Would AEB wiring harness and ecu work on any other 1.8t engine code ?
http://****************.com/smile/emthup.gif


----------



## Boostin20v (Mar 22, 2000)

*FV-QR*


_Quote, originally posted by *C2 Porcelain Vr* »_Would AEB wiring harness and ecu work on any other 1.8t engine code ?

Yes, the block doesn't care what is driving it, you just need the correct sensors connected.


----------



## wayneface (Mar 20, 2009)

*Re: FV-QR (Boostin20v)*

I'm looking to do the same. I'm running a stock 2.0 right now and have a buddy who is going to sell me his 1.8t from his wrecked gti. I will also be swapping transmissions as my reverse gear is blown. 
My question is mainly about the cluster. Can I just swap out the clusters? As in putting the mk4 directly into my mk3? Or do I need to do a full dash swap?


----------



## Boostin20v (Mar 22, 2000)

*FV-QR*

You can bypass the need for the Mk4 cluster by getting the IMMO defeated.


----------



## wayneface (Mar 20, 2009)

*Re: FV-QR (Boostin20v)*

Well, aren't the gauges different?
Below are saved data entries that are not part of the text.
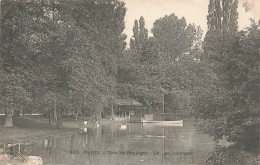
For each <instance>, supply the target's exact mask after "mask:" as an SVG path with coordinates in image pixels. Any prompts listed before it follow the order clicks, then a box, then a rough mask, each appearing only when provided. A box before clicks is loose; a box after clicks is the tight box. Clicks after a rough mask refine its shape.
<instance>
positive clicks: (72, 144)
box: [20, 120, 214, 165]
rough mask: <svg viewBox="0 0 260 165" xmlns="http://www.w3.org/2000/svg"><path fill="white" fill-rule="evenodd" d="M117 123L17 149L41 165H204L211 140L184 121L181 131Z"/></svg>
mask: <svg viewBox="0 0 260 165" xmlns="http://www.w3.org/2000/svg"><path fill="white" fill-rule="evenodd" d="M125 124H126V125H127V129H125V130H120V123H115V124H108V125H100V126H99V128H88V131H87V134H82V133H81V132H80V131H79V132H77V133H73V134H63V135H60V136H51V137H48V138H46V139H45V140H44V141H42V142H41V143H35V144H31V145H26V146H23V147H22V148H21V151H20V152H21V155H23V156H28V155H33V156H41V157H42V159H43V163H44V164H67V165H71V164H72V165H78V164H79V165H81V164H96V165H102V164H104V165H109V164H111V165H117V164H118V165H126V164H127V165H128V164H133V165H135V164H140V165H151V164H154V165H160V164H165V165H166V164H169V165H172V164H178V165H189V164H193V165H194V164H198V165H200V164H204V161H205V159H206V156H207V155H208V153H209V152H211V151H212V150H213V145H214V143H213V140H212V138H210V137H208V136H207V135H205V134H203V133H202V132H200V131H198V130H196V129H195V127H193V121H192V120H184V126H183V127H175V126H157V125H154V124H140V123H125Z"/></svg>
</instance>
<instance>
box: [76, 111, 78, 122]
mask: <svg viewBox="0 0 260 165" xmlns="http://www.w3.org/2000/svg"><path fill="white" fill-rule="evenodd" d="M78 115H79V111H77V113H76V123H78Z"/></svg>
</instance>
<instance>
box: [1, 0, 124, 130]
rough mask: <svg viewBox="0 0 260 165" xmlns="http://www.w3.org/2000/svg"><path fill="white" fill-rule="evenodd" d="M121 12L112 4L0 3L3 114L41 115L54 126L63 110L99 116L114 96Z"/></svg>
mask: <svg viewBox="0 0 260 165" xmlns="http://www.w3.org/2000/svg"><path fill="white" fill-rule="evenodd" d="M125 12H126V9H125V7H124V3H123V2H119V1H117V0H105V1H103V0H102V1H99V0H95V1H94V0H93V1H58V0H57V1H56V0H55V1H47V0H35V1H30V0H24V1H9V0H2V1H1V23H2V24H1V48H2V51H1V60H2V70H1V71H2V72H1V76H2V77H3V78H1V80H2V88H1V92H2V93H1V100H3V103H2V107H3V109H4V110H5V112H6V115H8V114H10V113H12V112H13V111H14V110H19V111H20V110H22V111H23V110H25V111H26V112H28V111H31V112H40V113H46V114H48V115H49V117H50V119H51V120H50V121H54V122H55V123H56V124H57V126H60V125H61V114H62V111H66V110H69V109H70V110H73V111H75V113H77V114H78V113H80V112H82V111H87V112H88V113H90V114H93V116H94V115H96V116H99V113H101V111H102V110H103V107H105V106H108V104H109V103H110V102H111V100H113V99H114V98H115V96H116V89H115V86H116V85H115V84H116V81H115V76H116V74H117V63H116V59H117V57H118V56H119V55H121V54H122V51H123V50H124V48H125V45H126V44H125V42H124V40H125V38H126V36H125V35H123V34H122V32H123V30H124V16H125ZM83 113H84V112H83ZM6 124H7V125H8V123H6Z"/></svg>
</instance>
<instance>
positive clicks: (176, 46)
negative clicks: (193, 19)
mask: <svg viewBox="0 0 260 165" xmlns="http://www.w3.org/2000/svg"><path fill="white" fill-rule="evenodd" d="M197 32H199V33H202V31H201V30H200V28H196V26H195V25H191V24H189V25H187V23H186V20H185V18H184V17H183V18H181V19H179V18H178V17H177V16H175V14H171V15H169V16H165V17H163V18H160V19H157V20H156V21H155V22H154V25H153V28H152V33H153V35H154V37H155V38H156V39H157V40H158V42H159V44H160V51H161V52H164V53H165V55H166V56H167V57H166V58H167V61H170V62H173V61H175V60H176V59H177V58H178V57H179V56H181V55H183V54H184V53H189V52H190V51H191V48H192V47H193V45H194V43H196V40H195V39H196V37H195V36H196V35H198V34H199V33H197ZM197 39H198V40H200V38H197ZM198 40H197V41H198Z"/></svg>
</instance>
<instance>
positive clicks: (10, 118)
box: [4, 113, 13, 127]
mask: <svg viewBox="0 0 260 165" xmlns="http://www.w3.org/2000/svg"><path fill="white" fill-rule="evenodd" d="M4 126H7V127H12V126H13V118H12V114H11V113H10V114H7V115H6V116H5V125H4Z"/></svg>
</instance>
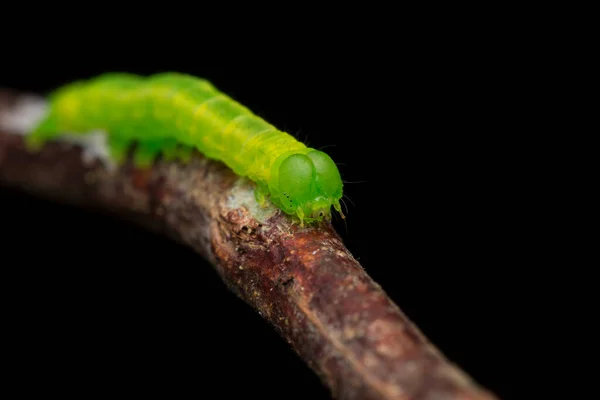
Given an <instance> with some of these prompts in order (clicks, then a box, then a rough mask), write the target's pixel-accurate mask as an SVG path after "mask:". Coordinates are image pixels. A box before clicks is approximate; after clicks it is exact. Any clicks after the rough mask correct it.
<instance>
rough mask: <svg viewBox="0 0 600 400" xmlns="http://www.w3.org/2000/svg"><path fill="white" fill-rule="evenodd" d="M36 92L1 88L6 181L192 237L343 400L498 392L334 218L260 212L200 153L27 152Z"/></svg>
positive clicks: (56, 198)
mask: <svg viewBox="0 0 600 400" xmlns="http://www.w3.org/2000/svg"><path fill="white" fill-rule="evenodd" d="M31 100H32V98H29V100H27V99H26V98H25V97H23V94H19V93H13V92H0V183H1V184H5V185H10V186H14V187H18V188H21V189H24V190H26V191H29V192H30V193H32V194H35V195H39V196H44V197H47V198H52V199H54V200H57V201H60V202H67V203H70V204H73V205H78V206H93V207H100V208H102V209H105V210H111V211H114V212H116V213H119V214H120V215H123V216H128V217H130V218H134V219H136V220H137V221H138V222H139V223H140V224H143V225H144V226H145V227H147V228H149V229H153V230H155V231H159V232H163V233H164V234H166V235H169V236H170V237H173V238H175V239H177V240H179V241H182V242H184V243H185V244H187V245H189V246H190V247H192V248H193V249H195V250H196V251H197V252H198V253H199V254H201V255H202V256H203V257H205V258H206V259H208V260H209V261H210V262H211V264H212V265H213V266H214V268H215V269H216V270H217V272H218V273H219V275H220V276H221V278H222V279H223V281H224V282H225V284H226V285H227V286H228V287H229V288H230V289H231V291H233V292H234V293H235V294H236V295H238V296H240V297H241V298H242V299H243V300H245V301H246V302H247V303H248V304H249V305H250V306H252V307H253V308H254V309H255V310H256V311H257V312H258V313H259V314H260V315H261V316H262V317H263V318H265V319H266V320H267V321H268V322H270V323H271V324H272V326H273V327H274V328H275V329H276V330H277V331H278V332H279V334H280V335H281V336H282V337H283V338H284V339H285V340H286V341H287V342H288V343H289V344H290V345H291V346H292V347H293V348H294V350H295V351H296V352H297V353H298V354H299V356H300V357H302V359H303V360H304V361H305V362H306V363H307V364H308V365H309V366H310V367H311V368H312V369H313V370H314V371H315V372H316V373H317V374H318V375H319V376H320V378H321V379H322V381H323V382H324V384H325V385H327V386H328V387H329V388H330V389H331V391H332V394H333V396H334V397H336V398H338V399H348V400H350V399H406V400H407V399H411V400H412V399H415V400H417V399H423V400H425V399H427V400H435V399H439V400H442V399H443V400H449V399H461V400H467V399H469V400H476V399H477V400H484V399H485V400H493V399H495V397H493V396H492V395H491V394H490V393H489V392H487V391H486V390H484V389H482V388H481V387H480V386H479V385H478V384H477V383H475V382H474V381H472V379H471V378H470V377H468V376H467V375H466V374H464V373H463V372H462V371H460V370H459V369H458V368H457V367H456V366H455V365H453V364H451V363H450V362H448V361H447V360H446V359H445V358H444V357H443V355H441V354H440V353H439V351H437V349H436V348H435V347H434V346H433V345H432V344H431V343H429V342H428V341H427V339H426V338H425V337H424V336H423V335H422V334H421V333H420V331H419V330H418V329H417V328H416V327H415V326H414V325H413V324H412V323H411V322H410V321H409V320H408V319H407V317H406V316H405V315H404V314H403V313H402V312H401V310H400V309H399V308H398V307H397V306H396V305H395V304H394V303H393V302H392V301H391V300H390V299H389V298H388V296H387V295H386V294H385V293H384V292H383V290H382V289H381V288H380V286H379V285H377V284H376V283H375V282H374V281H373V280H372V279H371V278H370V277H369V276H368V275H367V274H366V273H365V271H364V270H363V268H362V267H361V266H360V264H359V263H358V262H357V261H356V260H355V259H354V258H353V256H352V255H351V254H350V253H349V251H348V250H347V249H346V248H345V247H344V245H343V243H342V241H341V240H340V237H339V236H338V234H337V233H336V232H335V231H334V229H333V228H332V226H331V224H329V223H322V224H320V225H318V226H315V227H305V228H300V227H299V226H298V225H294V224H292V223H290V220H289V219H288V218H287V217H285V216H284V215H282V214H281V213H280V212H278V211H277V210H276V209H274V208H266V209H261V208H260V207H259V206H258V205H257V204H256V202H255V201H254V197H253V194H252V193H253V192H252V186H251V185H250V183H249V182H247V181H246V180H244V179H240V178H238V177H236V176H235V175H234V174H233V173H232V172H231V171H230V170H229V169H228V168H226V167H225V166H224V165H223V164H221V163H218V162H213V161H209V160H207V159H205V158H203V157H202V156H201V155H199V154H196V155H195V156H194V158H193V160H192V162H191V163H189V164H188V165H182V164H179V163H175V162H165V161H159V162H157V163H156V164H155V166H154V167H153V168H152V169H150V170H146V171H144V170H138V169H135V168H134V167H133V166H132V165H131V164H127V165H125V166H124V167H123V168H120V169H118V170H114V171H113V170H110V169H109V168H106V167H105V166H104V165H103V163H102V160H101V157H100V158H98V157H96V158H95V159H92V158H90V157H89V154H90V150H93V149H92V148H91V146H93V145H92V144H89V143H80V144H73V143H68V142H67V143H64V142H63V143H61V142H53V143H49V144H48V145H46V146H45V147H44V148H43V150H42V151H41V152H40V153H36V154H32V153H28V152H27V151H26V149H25V147H24V145H23V137H22V134H23V133H24V132H22V131H21V132H19V129H21V130H22V129H23V128H22V126H23V124H24V123H26V122H27V121H26V120H27V115H23V114H27V113H31V111H24V108H26V107H27V104H28V103H27V102H28V101H29V102H31ZM19 124H21V125H19ZM3 126H4V128H5V129H4V131H3V129H2V127H3ZM8 131H11V132H8ZM19 133H20V134H19ZM95 150H97V149H95ZM92 153H93V154H96V155H97V154H99V152H97V151H96V152H92ZM84 154H87V155H88V156H87V158H86V157H83V155H84ZM86 160H87V162H88V163H87V164H86Z"/></svg>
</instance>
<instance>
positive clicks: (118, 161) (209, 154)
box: [27, 72, 343, 223]
mask: <svg viewBox="0 0 600 400" xmlns="http://www.w3.org/2000/svg"><path fill="white" fill-rule="evenodd" d="M48 99H49V112H48V113H47V115H46V116H45V117H44V118H43V119H42V120H41V122H40V123H39V124H38V125H37V127H36V128H34V130H33V131H32V132H31V134H30V135H28V136H27V141H28V144H29V146H30V147H31V148H32V149H34V148H37V147H39V146H40V145H41V144H43V143H44V142H45V141H46V140H49V139H52V138H54V137H56V136H59V135H61V134H63V133H71V134H72V133H81V134H86V133H87V132H90V131H97V130H103V131H105V132H106V133H107V134H108V138H109V147H110V155H111V158H112V159H114V160H115V161H116V162H117V163H120V162H122V161H123V160H124V157H125V154H126V151H127V149H128V148H129V146H130V145H131V144H133V143H134V142H135V143H136V144H137V146H136V152H135V156H134V161H135V163H136V164H137V165H138V166H141V167H144V166H149V165H151V163H152V162H153V160H154V159H155V157H157V156H158V155H159V154H162V155H163V156H164V157H167V158H169V157H171V158H173V157H175V158H178V159H180V160H182V161H185V160H187V159H188V157H189V155H190V154H191V151H193V149H196V150H198V151H199V152H200V153H202V154H204V155H205V156H206V157H208V158H211V159H216V160H219V161H222V162H223V163H224V164H226V165H227V166H228V167H229V168H231V169H232V170H233V171H234V172H235V173H236V174H238V175H240V176H245V177H248V178H249V179H250V180H252V181H253V182H255V184H256V189H255V196H256V199H257V201H258V202H259V203H260V204H263V205H264V204H265V202H266V201H267V200H270V201H271V202H272V203H273V204H274V205H275V206H277V207H279V208H280V209H281V210H282V211H284V212H285V213H287V214H290V215H295V216H297V217H298V218H299V219H300V221H301V223H303V222H313V221H320V220H322V219H324V218H325V219H329V218H331V207H332V206H333V208H334V209H335V210H336V211H338V212H339V213H340V214H341V215H342V217H343V214H342V211H341V206H340V199H341V198H342V189H343V184H342V180H341V177H340V173H339V171H338V168H337V166H336V164H335V163H334V162H333V160H332V159H331V158H330V157H329V156H328V155H327V154H326V153H324V152H322V151H319V150H316V149H313V148H310V147H307V146H306V145H305V144H304V143H302V142H300V141H298V140H296V138H294V137H293V136H291V135H290V134H288V133H286V132H283V131H281V130H279V129H277V128H276V127H274V126H273V125H271V124H269V123H268V122H267V121H265V120H264V119H262V118H260V117H258V116H257V115H255V114H254V113H252V111H250V110H249V109H248V108H246V107H245V106H243V105H241V104H239V103H238V102H237V101H235V100H233V99H232V98H231V97H229V96H228V95H226V94H225V93H222V92H221V91H219V90H218V89H217V88H216V87H215V86H214V85H213V84H211V83H210V82H209V81H207V80H205V79H202V78H198V77H194V76H191V75H186V74H182V73H176V72H165V73H159V74H155V75H151V76H147V77H143V76H139V75H134V74H128V73H105V74H102V75H100V76H97V77H95V78H92V79H89V80H84V81H77V82H73V83H70V84H67V85H65V86H63V87H60V88H58V89H57V90H56V91H54V92H53V93H51V94H50V96H49V98H48Z"/></svg>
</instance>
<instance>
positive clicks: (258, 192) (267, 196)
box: [254, 183, 268, 208]
mask: <svg viewBox="0 0 600 400" xmlns="http://www.w3.org/2000/svg"><path fill="white" fill-rule="evenodd" d="M267 197H268V192H267V191H266V189H265V188H264V187H263V185H261V184H260V183H259V184H257V185H256V188H255V189H254V198H255V199H256V202H257V203H258V205H259V206H261V207H262V208H265V207H267Z"/></svg>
Plus, I'm going from a 2.0 with 155,XXX to a 1.8 with 98k on it, and would kind of like the mileage to match up.


----------



## Boostin20v (Mar 22, 2000)

*FV-QR*

running the cluster will make the wiring much more complex for no gain.


----------



## wayneface (Mar 20, 2009)

*Re: FV-QR (Boostin20v)*

sounds good. thanks for the info.


----------



## porkchop_man (Apr 20, 2007)

the front mount has to be from a mk3 TDI in order to fit, ive tried a 2.0 mount and it doesnt work. Heres the part number. 1H0 199 273 A


----------



## 1.8T_GoLF (Jan 22, 2008)

So I have a full 2000 1.8t car What of this can I put in a Mk3 4door golf ? 
I wanna do the swap but anything else ?


----------